If you live in the New York City area, you are undoubtedly aware of the NYPD’s controversial stop-and-frisk policy. In the last decade, the police, acting on “reasonable suspicion,” have been randomly stopping and searching hundreds of thousands of individuals on the streets on NYC. According to the New York Civil Liberties Union, the number of stops carried out by the NYPD has skyrocketed in the last decade. In 2002, the police stopped 97,296 people under stop-and-frisk. Nine years later in 2011, that number had leaped up to 685,742 stops, a 600 percent increase. Of those stopped, approximately 89 percent were found to be innocent of any wrongdoing.

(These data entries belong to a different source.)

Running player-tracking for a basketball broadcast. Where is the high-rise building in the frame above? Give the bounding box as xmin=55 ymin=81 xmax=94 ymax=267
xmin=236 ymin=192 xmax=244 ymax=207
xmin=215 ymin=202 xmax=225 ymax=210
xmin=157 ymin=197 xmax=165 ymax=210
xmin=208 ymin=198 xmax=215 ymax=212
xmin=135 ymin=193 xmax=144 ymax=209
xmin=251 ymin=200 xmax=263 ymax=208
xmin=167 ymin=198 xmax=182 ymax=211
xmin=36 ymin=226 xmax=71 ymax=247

The major reason for the controversy over stop-and-frisk is that more than 90 percent of those searched have been black or Latino. Accusations of racial profiling have been leveled at the NYPD. In addition, there are numerous persistent rumors that police officers have been given stop-and-frisk quotas to meet each month, that they are under explicit orders to search as many pedestrians as possible.
Mayor Mike Bloomberg and NYPD commissioner Ray Kelly have both steadfastly and unflinchingly defended stop-and-frisk. They have argued that it has led to a significant drop in crime throughout the city.
The problem, critics contend, is that, decreases in crime or not, the policy has caused tremendous rifts between African American & Hispanic communities and the NYPD. Minority groups who are traditionally suspicious & fearful of the police have become even more so. One can argue that any short-term gains in combating crime are being undermined by the deep mistrust being planted through the widespread use of stop-and-frisk.
It is also worth noting that decreases in crime are generally complex in nature. Most experts will tell you that lower crime rates are attributable to numerous factors, and one single policy such as stop-and-frisk cannot solely be credited for a downturn in illegal activities.
On May 16, U.S. District Judge Shira Scheindlin granted class-action status to a lawsuit against the city for the NYPD’s use of stop-and-frisk. In response, Ray Kelly has finally agreed to modify his department’s practices, enacting certain “policy changes.” Obviously, it is too soon to see if he will follow through on his promises, and in what manner, if any, it affects the usage of stop-and-frisk.
Most critics of stop-and-frisk will readily admit that the practice does have its time & place, but it has been overused and directed almost exclusively at minorities. More than one local politician has made the analogy that stop-and-frisk ought to be used selectively like a finely-tuned instrument instead of repeatedly as a blunt object.
I think this is a very well articulated argument. There is a legitimate time & place for stop-and-frisk when there is justifiable cause. I realize that “reasonable suspicion” is a term that can be broadly interpreted. But the police are supposed to be trained to look for genuine suspicious activity that needs to be investigated. They should not be receiving orders to carry out blanket searches of minority areas to fulfill some quota dreamed up by their supervisors in an empty effort to make Mike Bloomberg and Ray Kelly appear tough on crime. In addition to the previously cited counterproductive effect on relations with the general public, this overuse of stop-and-frisk is a tremendous waste of the time and resources of the NYPD.
I am not at all surprised that it has taken so long for Kelly to offer even the slightest hint of compromise on this issue. Both he and Bloomberg have been in power in too long. They believe that they are above any sort of criticism, and that attitude has definitely manifested itself in their abuse of the stop-and-frisk policy. Hopefully the current lawsuit, as well as continued pressure from the City Council, will eventually result in some sort of tangible change in the NYPD’s practices. However, I suspect that any significant alterations to the policy will have to wait until the next mayor and police commissioner are in office.